Apoorva Singh Vishnoi & Rishabha Meena

In the GATT era, the GATT Contracting Parties sought to justify their measures under security exceptions, but these exceptions were never interpreted in a dispute before a GATT panel. Consequentially, there was not adequate guidance concerning the interpretation of the security exceptions provisions. However, with the recent Panel Reports in the WTO disputes Russia – Traffic in Transit and Saudi Arabia – IPRs, the panel interpreted the security exceptions provisions for the first time. This will have a lasting effect on the WTO dispute settlements mechanism. But apart from the WTO agreements, these rulings will also have implications on the interpretation of security exceptions provisions incorporated in the FTAs entered into by the WTO Members. In the FTAs, the Members have adopted distinct approaches to the WTO security exceptions and modified them through the addition of new grounds for their invocation or making stipulations as to their self-judging nature.

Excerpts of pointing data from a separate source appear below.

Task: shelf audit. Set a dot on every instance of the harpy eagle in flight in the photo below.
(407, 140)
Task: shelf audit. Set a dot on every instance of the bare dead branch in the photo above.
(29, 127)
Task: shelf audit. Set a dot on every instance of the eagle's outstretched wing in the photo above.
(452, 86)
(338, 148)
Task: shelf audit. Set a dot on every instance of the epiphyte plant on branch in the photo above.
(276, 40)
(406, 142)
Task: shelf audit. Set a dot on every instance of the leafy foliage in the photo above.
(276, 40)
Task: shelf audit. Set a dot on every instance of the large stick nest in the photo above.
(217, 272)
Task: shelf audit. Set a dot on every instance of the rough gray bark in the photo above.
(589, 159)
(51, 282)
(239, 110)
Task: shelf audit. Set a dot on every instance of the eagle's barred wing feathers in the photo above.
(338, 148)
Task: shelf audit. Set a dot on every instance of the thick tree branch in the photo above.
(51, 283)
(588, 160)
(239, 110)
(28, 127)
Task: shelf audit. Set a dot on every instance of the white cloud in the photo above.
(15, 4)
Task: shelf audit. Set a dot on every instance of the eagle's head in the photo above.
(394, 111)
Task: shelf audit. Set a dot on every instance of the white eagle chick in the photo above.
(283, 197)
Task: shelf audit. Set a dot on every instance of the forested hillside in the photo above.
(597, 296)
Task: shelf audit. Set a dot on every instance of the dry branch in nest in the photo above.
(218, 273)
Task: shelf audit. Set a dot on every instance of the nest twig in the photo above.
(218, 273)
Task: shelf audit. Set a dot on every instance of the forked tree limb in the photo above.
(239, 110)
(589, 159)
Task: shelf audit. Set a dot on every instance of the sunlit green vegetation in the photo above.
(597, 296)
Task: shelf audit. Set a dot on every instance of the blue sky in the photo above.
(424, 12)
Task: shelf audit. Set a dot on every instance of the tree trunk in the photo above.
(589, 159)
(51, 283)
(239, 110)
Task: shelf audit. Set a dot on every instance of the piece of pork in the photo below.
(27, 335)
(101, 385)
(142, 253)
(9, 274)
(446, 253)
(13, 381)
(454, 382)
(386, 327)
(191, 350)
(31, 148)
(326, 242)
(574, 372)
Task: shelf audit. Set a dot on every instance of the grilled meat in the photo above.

Similar trends have been followed in the Indian FTAs as well. But, while more and more FTAs incorporate language divergent from the WTO provisions to address issues concerning the grounds for their invocation and justiciability, there is little understanding of how and why this divergence is occurring. The recent Panel Reports are also going to affect this trend of divergence. Against this background, this article assesses the debate concerning security exceptions and the implication of the recent Panel Reports on them, specifically the WTO dispute of Saudi Arabia – IPRs. Further, the article analyses the approaches towards security exception provisions across FTAs with a specific emphasis on the Indian FTAs. Finally, the Article concludes by identifying the way ahead.